On the other hand, a positive sign was the RSI, which continued to successfully select itself, maintaining its value above the 51 level. However, bearish divergence of the RSI should be kept in mind. As of the close of the week, however, it is unclear whether the observed declines were already a consequence of it, or whether it is, however, subject to further widening.
Bitcoin on the daily chart
And here is the real rollercoaster! After our last analysis, not only has the $21,500 level been overcome, but even the CME gap that was created a few weeks ago has been fully filled. We reported on its essence long ago, predicting that the price would sooner or later hover around it. Moreover, barely a moment later, despite falling below $20,000, Bitcoin began a dynamic upward movement. It triggered a new CME gap, located in the area between $20,085 and $21,455. As a result, the continuation of the dynamic breakout, resulted in a sharp breakout of resistance at the level of $25,200. This one, however, proved too strong to be sustained for the rest of the day.
Re-entering the price below the resistance, resulted in the formation of a megaphone formation. In principle, given that its movement originated at lower price ranges, in the medium to long term, it is a bullish formation. However, dips to areas around $22,500 and even to the newly formed CME gap are not excluded. In these areas, it is worth watching the behavior of individual indicators again.
Let’s remember, however, that the $25,200 zone was violated, and in a very strong way. Bitcoin has thus formed a new this year’s peak, at $26,533. This means that hitting the resistance again has the right to end with a successful breakthrough.
Banking crisis results in significant increase in Bitcoin holders
There is no doubt that the reasons for such dynamic price movements find their roots in the foundations of the king of cryptocurrencies. Often considered a speculative asset, it now has a chance to prove its true value. The collapses of Silicon Valley Bank, Signature Bank and Silvergate Bank, caused panic and a surge in customer deposits.
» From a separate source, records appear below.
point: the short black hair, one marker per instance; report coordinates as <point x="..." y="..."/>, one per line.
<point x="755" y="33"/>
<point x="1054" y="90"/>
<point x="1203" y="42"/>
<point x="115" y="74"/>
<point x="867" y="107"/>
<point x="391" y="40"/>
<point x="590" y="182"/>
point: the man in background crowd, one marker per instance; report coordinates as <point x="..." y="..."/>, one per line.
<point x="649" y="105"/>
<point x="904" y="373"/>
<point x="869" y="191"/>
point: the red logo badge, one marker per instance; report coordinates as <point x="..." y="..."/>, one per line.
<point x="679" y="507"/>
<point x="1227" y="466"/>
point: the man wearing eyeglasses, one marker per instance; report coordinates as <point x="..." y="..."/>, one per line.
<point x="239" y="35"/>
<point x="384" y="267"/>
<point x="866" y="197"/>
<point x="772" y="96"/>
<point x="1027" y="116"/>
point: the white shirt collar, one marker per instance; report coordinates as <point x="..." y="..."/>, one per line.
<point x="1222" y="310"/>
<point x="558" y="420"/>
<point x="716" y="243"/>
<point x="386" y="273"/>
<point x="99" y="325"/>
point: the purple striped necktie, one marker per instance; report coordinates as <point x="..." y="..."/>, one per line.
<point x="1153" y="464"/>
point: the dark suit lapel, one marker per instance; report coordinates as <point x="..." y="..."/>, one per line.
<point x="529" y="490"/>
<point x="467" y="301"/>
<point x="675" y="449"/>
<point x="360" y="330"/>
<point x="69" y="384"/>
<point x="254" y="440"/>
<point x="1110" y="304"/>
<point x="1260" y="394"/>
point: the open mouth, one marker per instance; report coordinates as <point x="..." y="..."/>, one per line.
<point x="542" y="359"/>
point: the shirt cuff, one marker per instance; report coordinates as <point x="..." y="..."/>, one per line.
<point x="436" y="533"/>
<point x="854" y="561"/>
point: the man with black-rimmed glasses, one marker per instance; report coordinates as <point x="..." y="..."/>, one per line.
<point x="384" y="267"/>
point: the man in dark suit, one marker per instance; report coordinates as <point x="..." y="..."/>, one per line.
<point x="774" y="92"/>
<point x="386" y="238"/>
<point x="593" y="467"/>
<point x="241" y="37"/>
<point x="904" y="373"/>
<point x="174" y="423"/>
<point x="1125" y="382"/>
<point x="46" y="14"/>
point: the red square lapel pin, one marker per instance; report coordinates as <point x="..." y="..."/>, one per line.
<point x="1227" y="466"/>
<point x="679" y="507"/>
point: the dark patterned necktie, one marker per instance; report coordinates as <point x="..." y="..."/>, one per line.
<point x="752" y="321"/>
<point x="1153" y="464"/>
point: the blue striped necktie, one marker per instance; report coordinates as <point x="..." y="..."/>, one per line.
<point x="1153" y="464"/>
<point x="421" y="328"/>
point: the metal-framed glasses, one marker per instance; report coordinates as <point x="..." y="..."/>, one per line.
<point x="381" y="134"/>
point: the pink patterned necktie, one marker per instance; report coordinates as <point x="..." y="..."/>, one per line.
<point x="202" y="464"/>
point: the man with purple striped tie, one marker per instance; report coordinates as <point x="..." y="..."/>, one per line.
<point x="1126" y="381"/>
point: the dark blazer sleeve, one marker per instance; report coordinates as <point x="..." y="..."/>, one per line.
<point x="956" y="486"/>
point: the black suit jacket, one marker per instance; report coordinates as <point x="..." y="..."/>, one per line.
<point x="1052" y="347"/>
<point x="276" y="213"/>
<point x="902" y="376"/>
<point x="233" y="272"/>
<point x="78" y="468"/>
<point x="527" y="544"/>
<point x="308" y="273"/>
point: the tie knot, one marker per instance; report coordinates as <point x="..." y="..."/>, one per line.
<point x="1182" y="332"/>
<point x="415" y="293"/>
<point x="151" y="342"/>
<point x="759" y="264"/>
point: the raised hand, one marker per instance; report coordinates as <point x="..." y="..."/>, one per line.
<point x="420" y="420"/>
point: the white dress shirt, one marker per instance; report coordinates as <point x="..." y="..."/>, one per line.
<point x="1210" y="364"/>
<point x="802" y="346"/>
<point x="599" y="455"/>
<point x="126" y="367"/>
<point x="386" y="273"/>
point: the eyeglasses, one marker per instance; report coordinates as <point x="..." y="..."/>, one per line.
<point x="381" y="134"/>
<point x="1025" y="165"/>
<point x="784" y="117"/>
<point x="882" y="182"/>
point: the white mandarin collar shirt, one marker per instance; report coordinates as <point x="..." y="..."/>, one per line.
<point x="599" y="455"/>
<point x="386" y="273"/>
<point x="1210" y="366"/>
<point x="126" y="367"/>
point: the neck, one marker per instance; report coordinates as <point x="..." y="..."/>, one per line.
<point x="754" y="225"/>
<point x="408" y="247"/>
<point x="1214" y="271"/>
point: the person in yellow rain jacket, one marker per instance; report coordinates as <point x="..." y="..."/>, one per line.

Many, particularly U.S. banks, have suffered sharp declines in the value of their shares over the past week. The same is true of Credit Suisse, whose valuation, at the time of this writing, is falling below $2 per share, a historic low. Meanwhile, over the past weekend alone, the number of addresses with a minimum of 1 BTC in their account has increased by 3,14 thousand. The fact that Bitcoin is a scarce asset, and that modern tools allow it to be stored privately (without third parties) inspires great confidence in it.
The following data was provided by the Looknode.com platform
One element continues to cause concern
Increases in the price of Bitcoin, have generally been accompanied by an increase in the number of stablecoins in circulation. Unfortunately, we still do not observe this fact. The result is that the circulating holdings of USDT, USDC, BUSD and DAI are steadily falling, while the price of BTC is rising. This divergence, which we have been paying attention to for a long time, has still not improved. This may indicate a potential correction.